My personal mid-life crisis entailed going back to school. Because library jobs were plentiful, my training and temperament suited the profession, and I'd been interested in the law ever since I saw Inherit The Wind as a 10 year old, rapidly devouring Irving Stone's Clarence Darrow for the Defense the next week, I decided to pursue an Information Systems degree and sell myself to the biggest/richest law firm I could find in a city I could stand to live in for at least five years. Like Mr B, I guess I too left something in the Bay Area [ed. We can only assume it wasn't a heart]. Thus I managed to crib the holy grail of Legal Librarian jobs, a junior position at Pillsbury Winthrop nee Madison & Sutro [ed. probably an Ivy league summa pedigree, Cambridge "starred" first at Milton, Darwin and Schama's Christ's on a Marshall Scholarship then followed by the Stanford PhD had a little something to do with "earning" this coveted position]. So where was I? [consults his handwritten ms] Oh yes, ahem "Curious and with over 10 years training as an archivist (yes much better more succinct, direct, and to the point), I dove into the last cardboard box. A bunch of legal documents, some bank records and then the mother lode. Those 3 inconspicuous black composition books entitled, in handwritten black ink, probably from a Sharpie®, LoveLetters. There was an Act I, an Act II, and an Act III. What follows is my recreated case study of In Re: HFM vs. Jane Does 1–3. Without further let or hindrance [ed.
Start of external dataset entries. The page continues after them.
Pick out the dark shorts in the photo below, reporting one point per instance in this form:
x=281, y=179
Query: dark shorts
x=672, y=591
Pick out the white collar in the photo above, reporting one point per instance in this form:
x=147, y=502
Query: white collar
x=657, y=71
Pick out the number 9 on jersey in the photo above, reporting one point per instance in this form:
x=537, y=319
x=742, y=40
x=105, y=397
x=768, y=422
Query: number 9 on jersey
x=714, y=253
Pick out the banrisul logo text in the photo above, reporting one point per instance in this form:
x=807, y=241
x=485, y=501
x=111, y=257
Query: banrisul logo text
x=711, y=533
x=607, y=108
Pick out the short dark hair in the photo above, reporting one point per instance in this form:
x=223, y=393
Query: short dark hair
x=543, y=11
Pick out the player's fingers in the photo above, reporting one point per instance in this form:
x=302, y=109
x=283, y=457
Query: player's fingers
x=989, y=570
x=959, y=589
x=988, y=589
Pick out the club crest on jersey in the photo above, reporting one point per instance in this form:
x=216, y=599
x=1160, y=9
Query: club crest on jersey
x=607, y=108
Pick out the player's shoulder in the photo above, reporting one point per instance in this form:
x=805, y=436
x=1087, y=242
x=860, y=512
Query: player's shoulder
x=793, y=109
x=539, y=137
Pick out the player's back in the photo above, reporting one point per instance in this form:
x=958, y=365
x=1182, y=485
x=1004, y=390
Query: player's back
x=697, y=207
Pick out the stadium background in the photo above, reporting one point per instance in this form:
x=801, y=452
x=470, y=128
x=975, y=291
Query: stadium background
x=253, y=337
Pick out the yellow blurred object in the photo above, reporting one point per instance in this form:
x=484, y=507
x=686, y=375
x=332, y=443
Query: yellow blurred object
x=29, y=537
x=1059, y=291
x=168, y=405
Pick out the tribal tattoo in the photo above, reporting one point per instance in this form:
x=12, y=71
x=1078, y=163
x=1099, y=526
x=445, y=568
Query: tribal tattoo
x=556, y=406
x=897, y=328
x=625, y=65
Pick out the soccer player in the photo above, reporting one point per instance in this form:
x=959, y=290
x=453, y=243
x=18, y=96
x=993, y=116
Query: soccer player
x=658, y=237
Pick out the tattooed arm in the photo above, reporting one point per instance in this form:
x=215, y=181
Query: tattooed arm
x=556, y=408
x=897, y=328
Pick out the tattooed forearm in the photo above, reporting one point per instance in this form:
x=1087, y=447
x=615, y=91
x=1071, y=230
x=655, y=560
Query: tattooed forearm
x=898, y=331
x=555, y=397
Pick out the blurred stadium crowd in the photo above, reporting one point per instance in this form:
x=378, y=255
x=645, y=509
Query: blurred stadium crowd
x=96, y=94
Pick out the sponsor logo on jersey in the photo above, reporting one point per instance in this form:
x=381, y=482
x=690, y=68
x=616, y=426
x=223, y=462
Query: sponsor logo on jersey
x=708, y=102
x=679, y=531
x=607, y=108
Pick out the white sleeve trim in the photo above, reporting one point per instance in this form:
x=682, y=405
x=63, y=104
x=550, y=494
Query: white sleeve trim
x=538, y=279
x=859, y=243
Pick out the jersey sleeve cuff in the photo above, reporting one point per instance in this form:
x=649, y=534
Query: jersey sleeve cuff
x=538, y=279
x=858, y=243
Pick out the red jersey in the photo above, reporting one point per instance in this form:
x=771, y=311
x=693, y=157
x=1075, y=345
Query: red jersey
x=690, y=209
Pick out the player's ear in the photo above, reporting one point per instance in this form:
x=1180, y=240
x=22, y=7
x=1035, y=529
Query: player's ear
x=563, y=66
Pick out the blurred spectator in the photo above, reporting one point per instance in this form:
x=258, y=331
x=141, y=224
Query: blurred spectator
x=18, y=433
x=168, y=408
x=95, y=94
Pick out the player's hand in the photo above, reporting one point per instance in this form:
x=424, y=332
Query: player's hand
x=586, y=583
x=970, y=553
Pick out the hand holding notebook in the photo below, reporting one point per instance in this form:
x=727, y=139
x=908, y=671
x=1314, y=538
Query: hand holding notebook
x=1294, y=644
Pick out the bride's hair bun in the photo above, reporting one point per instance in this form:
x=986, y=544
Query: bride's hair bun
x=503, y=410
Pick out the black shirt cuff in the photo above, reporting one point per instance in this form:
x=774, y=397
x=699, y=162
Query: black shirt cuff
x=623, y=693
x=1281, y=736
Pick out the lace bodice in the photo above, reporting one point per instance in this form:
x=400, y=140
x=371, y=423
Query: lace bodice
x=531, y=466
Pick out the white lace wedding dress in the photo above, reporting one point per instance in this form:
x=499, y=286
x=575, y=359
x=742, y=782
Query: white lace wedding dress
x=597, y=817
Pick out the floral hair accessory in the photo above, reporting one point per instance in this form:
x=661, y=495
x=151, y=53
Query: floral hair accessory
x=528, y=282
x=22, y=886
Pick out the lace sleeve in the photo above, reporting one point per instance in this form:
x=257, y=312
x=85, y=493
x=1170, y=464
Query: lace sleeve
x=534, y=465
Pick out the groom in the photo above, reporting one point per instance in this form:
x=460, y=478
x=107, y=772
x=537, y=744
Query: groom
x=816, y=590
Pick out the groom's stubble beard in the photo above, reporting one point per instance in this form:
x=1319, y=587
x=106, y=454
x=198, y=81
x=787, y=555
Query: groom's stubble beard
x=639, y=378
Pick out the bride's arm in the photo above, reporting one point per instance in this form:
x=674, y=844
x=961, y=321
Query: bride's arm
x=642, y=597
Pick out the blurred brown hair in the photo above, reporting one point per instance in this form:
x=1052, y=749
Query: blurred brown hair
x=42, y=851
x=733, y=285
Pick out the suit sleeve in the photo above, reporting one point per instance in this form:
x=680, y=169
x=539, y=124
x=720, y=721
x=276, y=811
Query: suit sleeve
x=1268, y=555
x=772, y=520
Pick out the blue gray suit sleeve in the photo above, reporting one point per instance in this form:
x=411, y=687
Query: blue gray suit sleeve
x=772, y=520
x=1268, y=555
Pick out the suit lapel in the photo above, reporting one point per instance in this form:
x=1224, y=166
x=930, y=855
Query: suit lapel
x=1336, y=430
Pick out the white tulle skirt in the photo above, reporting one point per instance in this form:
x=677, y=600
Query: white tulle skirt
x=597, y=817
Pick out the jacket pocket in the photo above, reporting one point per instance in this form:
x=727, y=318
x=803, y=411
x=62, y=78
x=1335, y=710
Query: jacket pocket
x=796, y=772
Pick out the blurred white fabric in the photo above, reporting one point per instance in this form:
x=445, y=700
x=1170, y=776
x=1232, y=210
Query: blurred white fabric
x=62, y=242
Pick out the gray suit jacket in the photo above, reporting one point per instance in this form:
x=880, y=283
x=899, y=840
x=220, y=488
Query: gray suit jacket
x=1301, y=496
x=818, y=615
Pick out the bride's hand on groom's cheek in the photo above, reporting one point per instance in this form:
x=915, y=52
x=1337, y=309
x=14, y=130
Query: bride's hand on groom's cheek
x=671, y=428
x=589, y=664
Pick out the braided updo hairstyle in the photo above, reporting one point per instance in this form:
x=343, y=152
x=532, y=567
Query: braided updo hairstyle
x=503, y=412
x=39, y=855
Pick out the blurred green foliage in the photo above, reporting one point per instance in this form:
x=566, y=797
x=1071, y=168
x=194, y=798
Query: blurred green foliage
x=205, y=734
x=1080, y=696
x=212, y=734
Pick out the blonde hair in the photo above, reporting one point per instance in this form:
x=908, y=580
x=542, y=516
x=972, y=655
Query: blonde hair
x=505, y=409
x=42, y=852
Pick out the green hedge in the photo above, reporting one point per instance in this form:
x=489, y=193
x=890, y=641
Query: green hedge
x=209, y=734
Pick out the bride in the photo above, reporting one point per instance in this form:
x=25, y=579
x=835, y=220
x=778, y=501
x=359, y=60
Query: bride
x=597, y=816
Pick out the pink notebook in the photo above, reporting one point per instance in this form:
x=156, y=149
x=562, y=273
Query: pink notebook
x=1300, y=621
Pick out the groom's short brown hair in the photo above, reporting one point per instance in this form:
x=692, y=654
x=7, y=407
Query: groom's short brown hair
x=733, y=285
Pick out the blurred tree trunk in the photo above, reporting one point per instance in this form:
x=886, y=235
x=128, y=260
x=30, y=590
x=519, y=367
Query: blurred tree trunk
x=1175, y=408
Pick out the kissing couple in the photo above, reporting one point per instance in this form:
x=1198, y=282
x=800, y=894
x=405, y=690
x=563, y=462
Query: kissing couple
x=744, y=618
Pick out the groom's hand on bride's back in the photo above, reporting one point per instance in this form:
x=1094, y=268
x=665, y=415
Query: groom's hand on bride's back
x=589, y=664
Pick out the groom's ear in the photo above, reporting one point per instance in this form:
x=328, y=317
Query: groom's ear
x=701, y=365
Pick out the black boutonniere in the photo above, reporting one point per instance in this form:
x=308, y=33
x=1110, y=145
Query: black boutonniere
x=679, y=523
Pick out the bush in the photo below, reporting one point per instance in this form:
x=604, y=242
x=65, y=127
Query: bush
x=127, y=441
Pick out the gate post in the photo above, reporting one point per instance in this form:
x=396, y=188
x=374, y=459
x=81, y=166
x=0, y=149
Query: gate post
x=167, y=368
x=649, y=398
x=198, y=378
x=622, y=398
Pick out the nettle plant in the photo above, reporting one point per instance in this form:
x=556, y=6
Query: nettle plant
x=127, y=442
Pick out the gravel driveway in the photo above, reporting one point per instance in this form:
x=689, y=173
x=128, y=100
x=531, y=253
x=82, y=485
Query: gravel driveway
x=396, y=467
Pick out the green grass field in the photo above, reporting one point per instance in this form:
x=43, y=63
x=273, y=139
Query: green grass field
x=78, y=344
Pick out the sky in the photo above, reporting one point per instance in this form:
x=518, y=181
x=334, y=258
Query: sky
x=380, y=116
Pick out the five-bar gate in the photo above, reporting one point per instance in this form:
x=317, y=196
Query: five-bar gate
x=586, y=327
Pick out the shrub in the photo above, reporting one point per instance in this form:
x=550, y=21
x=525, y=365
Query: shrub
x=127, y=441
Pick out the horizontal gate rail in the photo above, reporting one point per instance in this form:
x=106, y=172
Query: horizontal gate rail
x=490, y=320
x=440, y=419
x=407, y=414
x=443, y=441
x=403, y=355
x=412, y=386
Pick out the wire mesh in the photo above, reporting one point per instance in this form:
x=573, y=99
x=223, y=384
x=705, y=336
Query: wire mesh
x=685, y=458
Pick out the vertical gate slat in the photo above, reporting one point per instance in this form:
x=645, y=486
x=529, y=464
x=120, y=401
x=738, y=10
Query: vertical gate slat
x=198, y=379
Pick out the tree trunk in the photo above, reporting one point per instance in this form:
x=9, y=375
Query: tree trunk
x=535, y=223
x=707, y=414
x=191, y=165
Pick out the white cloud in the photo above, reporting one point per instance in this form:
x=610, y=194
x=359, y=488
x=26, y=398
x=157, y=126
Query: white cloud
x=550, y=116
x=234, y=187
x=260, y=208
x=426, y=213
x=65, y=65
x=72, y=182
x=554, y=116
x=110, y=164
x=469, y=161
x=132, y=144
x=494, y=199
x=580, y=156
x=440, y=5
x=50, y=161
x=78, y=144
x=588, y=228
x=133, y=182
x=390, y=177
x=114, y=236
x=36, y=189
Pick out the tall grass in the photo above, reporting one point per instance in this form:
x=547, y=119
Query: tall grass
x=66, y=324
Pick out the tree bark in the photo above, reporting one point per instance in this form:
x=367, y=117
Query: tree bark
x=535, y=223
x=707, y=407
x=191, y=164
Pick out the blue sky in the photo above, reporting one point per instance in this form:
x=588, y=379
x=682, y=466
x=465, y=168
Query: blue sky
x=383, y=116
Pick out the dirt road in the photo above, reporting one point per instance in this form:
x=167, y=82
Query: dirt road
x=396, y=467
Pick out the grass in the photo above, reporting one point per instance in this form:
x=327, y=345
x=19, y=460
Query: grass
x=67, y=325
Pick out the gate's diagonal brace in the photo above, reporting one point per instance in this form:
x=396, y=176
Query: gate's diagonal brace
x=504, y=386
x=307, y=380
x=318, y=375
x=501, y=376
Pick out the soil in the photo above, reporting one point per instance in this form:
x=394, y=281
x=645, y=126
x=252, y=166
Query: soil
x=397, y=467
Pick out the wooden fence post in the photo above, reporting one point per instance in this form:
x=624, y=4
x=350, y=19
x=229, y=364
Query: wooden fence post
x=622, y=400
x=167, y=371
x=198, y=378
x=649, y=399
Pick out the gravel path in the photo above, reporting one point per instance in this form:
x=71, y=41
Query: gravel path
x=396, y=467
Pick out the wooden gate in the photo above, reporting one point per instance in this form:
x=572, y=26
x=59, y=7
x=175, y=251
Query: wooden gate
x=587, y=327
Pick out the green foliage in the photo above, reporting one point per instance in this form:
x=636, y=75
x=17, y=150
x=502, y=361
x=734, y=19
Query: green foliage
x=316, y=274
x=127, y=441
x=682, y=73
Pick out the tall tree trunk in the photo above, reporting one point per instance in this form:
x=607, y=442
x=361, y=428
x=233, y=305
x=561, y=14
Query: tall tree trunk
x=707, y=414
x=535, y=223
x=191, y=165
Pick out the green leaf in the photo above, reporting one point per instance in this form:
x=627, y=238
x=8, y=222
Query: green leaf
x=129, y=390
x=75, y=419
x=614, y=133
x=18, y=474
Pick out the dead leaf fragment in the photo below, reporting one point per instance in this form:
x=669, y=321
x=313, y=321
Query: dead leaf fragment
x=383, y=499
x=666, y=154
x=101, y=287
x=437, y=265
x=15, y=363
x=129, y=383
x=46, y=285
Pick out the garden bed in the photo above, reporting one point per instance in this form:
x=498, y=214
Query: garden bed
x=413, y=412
We told him to cut the legal mumbo jumbo . . .sigh], we begin . . .

[1] Luddite a term from 19th century English history referring to anti-industrialists who destroyed looms as well as wool and cotton mills in the Midlands first (Nottinghamshire), but then primarily in Northern England (the west Riding of Yorkshire and Lancashire); one of their primary defenders was Beinstock's culture hero Lord Byron. More recently in his epochal The Making of the English Working Class, E.P. Thompson has forwarded the thesis that Luddites were not anti-technology but rather were worried about the abolition of set prices and the introduction of the free market.
[2] This is a rather curious list for 2008 as Ernie's, Geordy's, and Alain Rondelli had long been closed, but then we assume Beinstock dined there during his halcyon graduate school days. Elsewhere he has written rhapsodically about an earlier memorable meal at Chez Panisse (2nd seating) with his Princeton college roommate Chauncey Frobisher whose Lazard Frères expense account covered the bill.
[3] More than most people! A trait at once infuriating, charming and somewhat unique. Beinstock defines knowledge and the art of knowing a bit about some topic differently than the average person; when he says he doesn't know about something be very wary because chances are he knows a lot more about it than you do. He just defines "knowing" something as being considered close to a last word expert on the topic: "anything less is NOT KNOWLEDGE" he once (in)famously exclaimed to a student who was complaining about the difficulty of his final exam for a split-level junior, senior, and master's candidate class on the 17th century.